Another "friend" from my time in Melbourne, Australia is the silk-tassel bush, Garrya elliptica that I used to admire when it was flowering in the middle of the mild Australian winter. This genus was actually named for Nicholas Garry, a Secretary of the Hudson’s Bay Company who assisted David Douglas in his explorations of the Pacific North-West in the 1820s. It is both an evergreen and a drought tolerant plant, and native to woodlands in Western USA, Central America and the West Indies. The male catkins are the most attractive, just like for so many other early flowering plants as hazels and birches. An especially attractive cultivar with extra long tassels is Garrya x issaquahensis (pictured above), cross that was found in a private garden in Issaqua near Seattle for some years ago.

And just one more picture - I just loved this bird's nest up in a large Magnolia, full of silky buds. What a beautiful place for the small baby birds to start their lives in when they hatch in the spring!

Friday, October 31, 2008

Bellevue Botanical Garden

On Tuesday, my older daughter's school class had field trip to Bellevue Botanical gardens. I volunteered to help, and took the opportunity to take some pictures of this quite lovely garden located on the East side of Seattle and Lake Washington. It was a wonderfully foggy day, a complete contrast to my trip to the Olympic Sculpture Park a day earlier.


Spreading on an area of totally 53 acres, Bellevue Botanical Garden has all the "display elements"of a traditional botanical garden; the Northwest Perennial Alliance Border, Waterwise Garden, the Japanese Yao Garden, Alpine Rock Garden and summer displays of dahlias and fuchsias. In addition to this, it has large areas of woodlands, meadows and wetlands, much of which are unlandscaped and in their natural state.
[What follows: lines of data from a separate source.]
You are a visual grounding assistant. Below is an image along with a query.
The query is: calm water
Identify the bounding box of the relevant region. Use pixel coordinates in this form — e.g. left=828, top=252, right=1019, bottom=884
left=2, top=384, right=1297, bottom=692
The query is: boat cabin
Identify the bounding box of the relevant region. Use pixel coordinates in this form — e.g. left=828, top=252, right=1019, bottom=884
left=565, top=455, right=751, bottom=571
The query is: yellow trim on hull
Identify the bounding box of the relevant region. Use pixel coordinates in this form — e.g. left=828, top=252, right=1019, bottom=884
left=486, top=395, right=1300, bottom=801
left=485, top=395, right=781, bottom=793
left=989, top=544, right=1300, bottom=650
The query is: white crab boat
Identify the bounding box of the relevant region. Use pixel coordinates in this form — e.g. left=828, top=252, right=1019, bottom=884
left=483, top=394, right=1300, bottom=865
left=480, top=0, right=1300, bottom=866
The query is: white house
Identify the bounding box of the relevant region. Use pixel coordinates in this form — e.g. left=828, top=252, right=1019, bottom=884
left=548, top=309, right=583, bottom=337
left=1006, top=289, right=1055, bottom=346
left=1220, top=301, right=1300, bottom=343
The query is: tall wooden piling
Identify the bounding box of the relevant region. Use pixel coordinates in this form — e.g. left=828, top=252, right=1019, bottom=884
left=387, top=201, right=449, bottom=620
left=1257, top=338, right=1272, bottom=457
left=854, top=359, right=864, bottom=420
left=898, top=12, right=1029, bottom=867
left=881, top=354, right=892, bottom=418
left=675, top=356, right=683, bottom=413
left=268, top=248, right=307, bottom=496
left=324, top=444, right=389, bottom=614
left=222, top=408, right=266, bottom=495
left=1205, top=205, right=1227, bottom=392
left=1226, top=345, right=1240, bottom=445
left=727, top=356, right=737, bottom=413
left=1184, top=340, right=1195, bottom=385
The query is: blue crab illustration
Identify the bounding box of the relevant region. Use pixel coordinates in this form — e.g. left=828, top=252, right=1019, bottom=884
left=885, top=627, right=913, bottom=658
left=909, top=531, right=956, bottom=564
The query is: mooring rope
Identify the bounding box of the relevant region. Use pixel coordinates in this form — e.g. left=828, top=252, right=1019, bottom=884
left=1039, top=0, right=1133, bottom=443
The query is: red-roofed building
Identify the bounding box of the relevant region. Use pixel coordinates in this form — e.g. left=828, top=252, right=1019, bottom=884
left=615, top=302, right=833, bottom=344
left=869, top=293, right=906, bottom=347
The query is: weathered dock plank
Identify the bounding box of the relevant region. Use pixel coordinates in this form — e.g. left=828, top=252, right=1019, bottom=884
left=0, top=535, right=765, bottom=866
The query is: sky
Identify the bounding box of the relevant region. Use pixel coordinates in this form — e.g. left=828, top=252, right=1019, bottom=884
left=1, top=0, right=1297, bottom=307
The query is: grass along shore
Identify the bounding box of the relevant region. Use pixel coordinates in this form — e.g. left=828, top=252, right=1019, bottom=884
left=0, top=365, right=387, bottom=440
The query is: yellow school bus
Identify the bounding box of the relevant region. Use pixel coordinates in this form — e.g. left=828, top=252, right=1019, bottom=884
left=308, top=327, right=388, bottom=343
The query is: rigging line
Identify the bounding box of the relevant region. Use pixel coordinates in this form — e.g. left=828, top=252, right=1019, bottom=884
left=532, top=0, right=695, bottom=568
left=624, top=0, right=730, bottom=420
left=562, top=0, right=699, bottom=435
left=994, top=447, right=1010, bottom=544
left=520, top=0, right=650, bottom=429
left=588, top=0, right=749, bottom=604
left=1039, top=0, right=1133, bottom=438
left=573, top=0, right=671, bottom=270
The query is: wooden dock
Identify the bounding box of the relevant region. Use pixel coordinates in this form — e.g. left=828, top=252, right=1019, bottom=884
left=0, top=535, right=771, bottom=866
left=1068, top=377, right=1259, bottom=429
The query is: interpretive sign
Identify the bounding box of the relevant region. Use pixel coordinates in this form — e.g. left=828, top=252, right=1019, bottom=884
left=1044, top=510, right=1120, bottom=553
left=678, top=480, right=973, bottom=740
Especially the tall conifers, as western red-cedar, Douglas fir and native schrubs give a hint of how the wilderness further around Seattle looks like today and how it used to look like here earlier.
As it is situated in the middle of sprawling suburban area, the Bellevue Botanical Garden give the visitors and locals a wonderful possibility for recreation. For the festive season, it will be lit with 500 000 electrical lights, a fact that the volunteering ladies happily advertised while I was there, telling that this is the most popular event during the year. Feeling like a complete bore, I am very sceptical of this kind of waste of energy - looking like a floral Las Vegas does not quite satisfy my garden design appetite... Despite this, the gardens are well worth a visit while in Seattle.